Any one who turns on financial television should quickly realize that we like in a kind of “pundit nation.”  The question is do we need “scorecards for pundits”?

By that do we need to track the performance of predictions and security selections for those investment professionals who appear in print and on TV?  This idea has been raised by a number of savvy observers including:

That said, transparency is important and there should be regular reporting about what people have said in the past and what has transpired since.  More of that and maybe the prediction game would feature less inane bloviating about low-probability outcomes and more discussion of how uncertainty is being priced today. – Tom Brakke at the research puzzle

1.  Post the track records of each stockpicker/forecaster as they appear on CNBC TV.  Even if it’s only a record of what they’ve said on the network before. – Josh Brown at The Reformed Broker

2. Public Track Records of Pundits: I was astonished to see the same terrible advice on the TV during the entire market collapse.
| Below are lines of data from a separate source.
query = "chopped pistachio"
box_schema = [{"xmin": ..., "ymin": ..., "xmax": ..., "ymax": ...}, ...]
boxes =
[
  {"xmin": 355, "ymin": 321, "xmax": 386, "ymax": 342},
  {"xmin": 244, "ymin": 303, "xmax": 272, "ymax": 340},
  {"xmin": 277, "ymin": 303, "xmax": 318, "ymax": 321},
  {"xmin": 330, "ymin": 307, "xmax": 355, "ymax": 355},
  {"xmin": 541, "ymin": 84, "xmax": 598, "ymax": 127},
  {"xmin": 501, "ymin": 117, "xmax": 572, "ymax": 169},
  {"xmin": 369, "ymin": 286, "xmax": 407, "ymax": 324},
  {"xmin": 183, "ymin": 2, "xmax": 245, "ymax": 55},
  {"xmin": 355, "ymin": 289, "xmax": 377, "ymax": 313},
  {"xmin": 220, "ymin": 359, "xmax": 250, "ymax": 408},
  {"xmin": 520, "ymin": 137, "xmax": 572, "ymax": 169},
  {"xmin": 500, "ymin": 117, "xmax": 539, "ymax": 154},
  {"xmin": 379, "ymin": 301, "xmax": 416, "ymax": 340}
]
The spokesperson for a trillion dollar firm recommended buying the dip — the whole way down! Buy Dow 14k, buy 13k, buy buy buy at 12, 11, 10. All the way down. But there was never any mention of the prior horrific calls.

My impossible solution? Mandate that all TV and radio stations reveal the most recent appearance forecast, stock picks, and commentary. – Barry Ritholtz at The Big Picture

We agree with Tom Brakke that this kind of scrutiny would likely reduce the number of questionable predictions by pundits.  All that being said is this kind of scorecard sufficient?  The answer to that is likely no.

The financial media is not structured to both allow for both a prediction and the time necessary to lay out one’s analysis including the potential risks therein.  Daniel Indiviglio at The Atlantic looks at question of why the media continues to ask investors their opinion even though we all know they are talking their book.  He writes:

For better or for worse, investors will likely remain popular sources for business news. Reporters don’t like to stick to interviewing only academics, and readers will tire of their theory and hunger for opinions of those in the trenches. The hope, then, is that readers always take the opinions of investors with great skepticism, unless compelling analysis is also provided.

Whenever any one criticized the work of sell-side analysts when it came to their earnings projections, target prices or buy/sell/hold call the caveat always was:  we add value in our analysis not in the actual output.  There is a kernel of truth in that.  One can learn from looking at a piece of analysis without fixating on the end result:  a point estimate.

The same can be said for big picture pundits as well.  There is something to be said for some one who gets you to think, even if they don’t provide actionable advice.  Justin Fox at the Harvard Business Review took a look at this question in reviewing the ubiquity of star economist Nouriel Roubini.  Fox writes:

He’s a scenario-spinner, not a prophet. And now that his scenarios of the financial future are widely known and at least partially accepted, it’s hard for him to say much of anything that can surprise us.

All of this leaves us with two eternal truths.  The first is that everyone uses models in their predictions.  Jeff Miller at A Dash of Insight writes:

Anyone making a prediction is using a model!

The only question is whether than model has been constructed and tested with rigor and applied in a manner that it provides output with risk estimates.

The second eternal truth is that:  Everybody talks their book, everyone.

Given these two eternal truths, pundit scorecards are a necessary feature that would allow viewers to help judge the credibility of pundits.  However scorecards are not sufficient.  Until we are allowed to, as they say in math class, see the work, we will be somewhat at a loss when those predictions turn out true or false.